他の方も書いているのでサラッと説明すると、心理的安全性という言葉が話題になったきっかけは、Googleのピープルアナリティクスチームによる研究レポートだと言われています。パフォーマンスの高いチームは、その入り口として、行動や発言を非難されない環境にあることをこの研究はつきとめたのです。マサチューセッツ工科大学のダニエル・キム教授の「成功循環モデル」と紐づけて語られることも多く、人事系の講演の定番になっています。
成功循環モデルの考え方の根幹は「関係性の質が、成果の質を上げる」というものです。闊達に議論出来て、のびのび行動できる組織は、パフォーマンスが上がるというわけです。

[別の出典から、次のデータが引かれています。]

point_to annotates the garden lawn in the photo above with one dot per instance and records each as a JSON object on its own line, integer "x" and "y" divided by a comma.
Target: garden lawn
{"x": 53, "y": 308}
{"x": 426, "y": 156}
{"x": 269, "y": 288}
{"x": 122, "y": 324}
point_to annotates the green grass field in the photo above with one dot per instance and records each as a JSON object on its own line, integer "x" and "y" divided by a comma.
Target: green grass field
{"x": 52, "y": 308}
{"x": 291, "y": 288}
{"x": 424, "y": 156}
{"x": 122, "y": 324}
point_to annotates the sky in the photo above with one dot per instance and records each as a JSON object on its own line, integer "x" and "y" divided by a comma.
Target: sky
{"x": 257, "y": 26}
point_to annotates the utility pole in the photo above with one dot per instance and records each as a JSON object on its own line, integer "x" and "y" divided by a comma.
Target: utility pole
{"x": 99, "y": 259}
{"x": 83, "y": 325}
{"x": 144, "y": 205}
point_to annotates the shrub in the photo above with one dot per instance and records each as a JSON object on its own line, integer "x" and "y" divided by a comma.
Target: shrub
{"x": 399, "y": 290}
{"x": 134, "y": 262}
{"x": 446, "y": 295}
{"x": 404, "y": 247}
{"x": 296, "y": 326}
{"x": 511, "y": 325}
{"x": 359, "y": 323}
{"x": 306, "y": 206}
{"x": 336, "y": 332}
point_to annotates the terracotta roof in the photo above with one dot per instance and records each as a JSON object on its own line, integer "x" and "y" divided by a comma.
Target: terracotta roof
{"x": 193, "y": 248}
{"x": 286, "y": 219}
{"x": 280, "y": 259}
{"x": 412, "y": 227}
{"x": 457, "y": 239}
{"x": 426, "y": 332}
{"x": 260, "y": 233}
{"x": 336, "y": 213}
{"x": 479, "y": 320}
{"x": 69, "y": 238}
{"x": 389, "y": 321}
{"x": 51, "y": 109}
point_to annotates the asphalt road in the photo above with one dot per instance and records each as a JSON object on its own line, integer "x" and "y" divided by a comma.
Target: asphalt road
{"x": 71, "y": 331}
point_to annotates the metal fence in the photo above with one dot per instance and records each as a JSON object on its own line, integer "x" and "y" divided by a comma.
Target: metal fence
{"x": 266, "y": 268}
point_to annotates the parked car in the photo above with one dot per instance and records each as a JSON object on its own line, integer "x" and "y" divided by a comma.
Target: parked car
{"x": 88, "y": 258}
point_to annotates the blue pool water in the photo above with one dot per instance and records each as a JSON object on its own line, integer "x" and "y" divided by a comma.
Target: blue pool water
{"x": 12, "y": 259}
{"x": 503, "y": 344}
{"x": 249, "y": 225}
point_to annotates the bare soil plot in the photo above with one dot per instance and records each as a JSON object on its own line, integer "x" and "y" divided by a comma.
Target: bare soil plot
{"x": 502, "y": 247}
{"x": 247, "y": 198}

この考え方は僕の専門としている「コミュニティ」の考え方とまったく一致していて、僕自身もコミュニティ開発のノウハウを使って、組織の心理的安全性を高めるプログラムを企業に提供しています。引き合いもとても増えていて、チームの生産性に対する関心の高さがうかがえます。
違うパターンのコミュニケーションをデザインしよう
「パフォーマンスが悪ければ、関係性をよくすればいいじゃない」マリー・アントワネット風に表現するとそういうことなのですが、正論としては確かにその通りと思うものの「それができないから苦労するんじゃないか!具体的にどうすれば関係性がよくなるんですか!?」という悩みを抱える方が多いのではないかと思います。実際、コミュニティのプロの僕のところにも「どうしたらいいですか!?」という駆け込み寺的なご相談もよく来ることがあります。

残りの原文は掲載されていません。